One obvious need was to step up the colony’s export volume at once. It was in this situation that the “poor relation” in Hong Kong’s economy—its industry—came into its own.
Despite its rapid postwar growth, the colony’s industry had supplied only about ten percent of the products it exported. In simple desperation, the traders invested their Korean war profits in local industry. So also did the transplanted Shanghai industrialists who had lost their factories to the Chinese Communists but had retained their capital and managerial skills. The effect on Hong Kong was basic and far-reaching.
After a two-year period of readjustment, the number of industrial undertakings, or individual registered and recorded manufacturers, increased at the rate of 500 a year. Employment in the industries more than doubled; by the end of 1961, the colony had 6,359 companies with 271,729 workers. The climb continued into 1962.
Local industry, which had once contributed only ten percent of the value of colony exports, contributed more than seventy percent by 1962. Trade had made its comeback by then, but it showed no sign of regaining the dominant position it had occupied until 1952.
Entirely without warning and almost against its will, Hong Kong had become a manufacturing center instead of an entrepôt. New industries had cropped up from nowhere, taken a firm hold and climbed to the most important positions in the colony’s productive economy. A few of the old industries had slumped, but most were expanding with the general prosperity.
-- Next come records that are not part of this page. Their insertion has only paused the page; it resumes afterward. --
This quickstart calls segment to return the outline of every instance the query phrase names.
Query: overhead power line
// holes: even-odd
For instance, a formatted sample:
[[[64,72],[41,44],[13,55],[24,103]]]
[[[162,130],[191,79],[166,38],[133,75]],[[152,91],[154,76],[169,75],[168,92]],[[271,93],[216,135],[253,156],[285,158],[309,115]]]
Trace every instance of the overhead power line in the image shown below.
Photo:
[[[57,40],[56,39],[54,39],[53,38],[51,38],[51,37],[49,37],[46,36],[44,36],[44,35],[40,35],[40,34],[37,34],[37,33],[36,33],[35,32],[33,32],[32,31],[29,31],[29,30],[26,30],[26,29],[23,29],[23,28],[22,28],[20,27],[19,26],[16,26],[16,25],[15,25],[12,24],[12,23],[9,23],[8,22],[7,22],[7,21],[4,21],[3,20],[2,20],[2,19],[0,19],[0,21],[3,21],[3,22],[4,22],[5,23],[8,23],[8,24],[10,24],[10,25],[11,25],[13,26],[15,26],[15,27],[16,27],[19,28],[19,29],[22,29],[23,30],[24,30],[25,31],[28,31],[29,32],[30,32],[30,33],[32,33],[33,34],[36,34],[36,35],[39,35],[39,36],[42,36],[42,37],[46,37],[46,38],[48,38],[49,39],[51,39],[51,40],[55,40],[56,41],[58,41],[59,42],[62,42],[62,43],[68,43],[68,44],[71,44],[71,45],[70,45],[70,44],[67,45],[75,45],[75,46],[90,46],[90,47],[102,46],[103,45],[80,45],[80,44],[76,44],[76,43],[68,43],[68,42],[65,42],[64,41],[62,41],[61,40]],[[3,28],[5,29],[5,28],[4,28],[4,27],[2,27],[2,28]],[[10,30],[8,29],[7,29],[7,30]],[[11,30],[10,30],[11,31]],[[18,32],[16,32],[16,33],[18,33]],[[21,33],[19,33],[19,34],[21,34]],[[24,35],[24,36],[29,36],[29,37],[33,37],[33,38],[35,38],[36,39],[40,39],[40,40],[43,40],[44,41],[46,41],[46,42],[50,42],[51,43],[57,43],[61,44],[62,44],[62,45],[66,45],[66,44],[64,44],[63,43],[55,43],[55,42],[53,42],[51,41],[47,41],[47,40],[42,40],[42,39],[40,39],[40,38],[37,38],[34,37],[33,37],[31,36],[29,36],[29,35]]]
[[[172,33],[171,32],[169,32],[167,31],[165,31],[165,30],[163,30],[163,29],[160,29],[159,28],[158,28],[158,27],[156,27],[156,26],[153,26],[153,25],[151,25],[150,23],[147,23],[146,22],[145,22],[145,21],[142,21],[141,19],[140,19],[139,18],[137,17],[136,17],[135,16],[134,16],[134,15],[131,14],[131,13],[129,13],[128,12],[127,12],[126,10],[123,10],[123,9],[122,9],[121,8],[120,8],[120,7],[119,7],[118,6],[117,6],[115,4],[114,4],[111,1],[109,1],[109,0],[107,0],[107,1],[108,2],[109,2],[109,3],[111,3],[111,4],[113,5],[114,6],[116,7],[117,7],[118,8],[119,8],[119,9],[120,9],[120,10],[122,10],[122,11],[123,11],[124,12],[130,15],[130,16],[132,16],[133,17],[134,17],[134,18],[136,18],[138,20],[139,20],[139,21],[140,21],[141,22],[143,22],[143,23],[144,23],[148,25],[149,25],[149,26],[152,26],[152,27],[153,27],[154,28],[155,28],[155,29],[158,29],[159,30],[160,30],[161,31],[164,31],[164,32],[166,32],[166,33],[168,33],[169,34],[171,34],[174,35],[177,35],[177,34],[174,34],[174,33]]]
During the uneasy two-year period of transition from trade to manufacturing, the colony had to lay down two sets of regulations to stabilize its trade relations with Japan and the United States.
Japanese industry, swiftly reviving during the American Occupation, began pouring cotton yarn and piecegoods, household utensils and metalware into the Hong Kong market. In 1952, Hong Kong imported four times more from Japan than it exported to her. But the colony was less concerned about export-import balances than it was over reducing the Sterling Area’s adverse balance of payments with Japan. Japanese imports were tightly restricted or suspended from early in 1952 until the second half of 1953. Meanwhile, local industries enjoyed a welcome breather from Japanese competition, especially in their home market.
Restoration of trade with the United States was essential. The volume of this trade had taken a steep dive after the U.S. and U.N. embargoes on trade with China, and the United States wanted no Communist products funneled through Hong Kong, nor any Red Chinese raw materials fabricated in the colony. The Hong Kong Commerce and Industry Department and the U.S. Treasury Department finally worked out a solution: the Comprehensive Certificate of Origin, covering every kind of goods that might be suspected of Red Chinese origin. Among these were silk, linen, cotton, jade, furniture, Chinese antiques and handicrafts. Goods of North Korean origin were similarly classified.
In enforcing the Comprehensive Certificate of Origin regulations, the Commerce and Industry Department directly supervises the raw material supply and the finished products of the factories; in some cases, it seals the goods after examination and keeps them under surveillance until they are exported. Severe legal and administrative penalties are slapped on manufacturers or dealers who are caught falsifying a Comprehensive Certificate of Origin. The colony government protects the validity of the certificates to insure trade relations with its biggest customer, and because it gives the colony a monopoly on certain goods for which Red China would otherwise have the market sewed up. The most vociferous critics of the Comprehensive Certificate of Origin are American tourists who recoil from it as if they had been handed two sets of income-tax demands for the same year.
With the road clear for industrial expansion, the response was overwhelming, and more than half the growth came in six light industries. Between 1948 and 1958, the six light-industry groups showed these increases in employment: garment-making, 20,000; metal products, 13,000; cotton spinning, 11,000; cotton weaving, 9,000; plastic wares, 8,000; and rubber footwear, 3,000.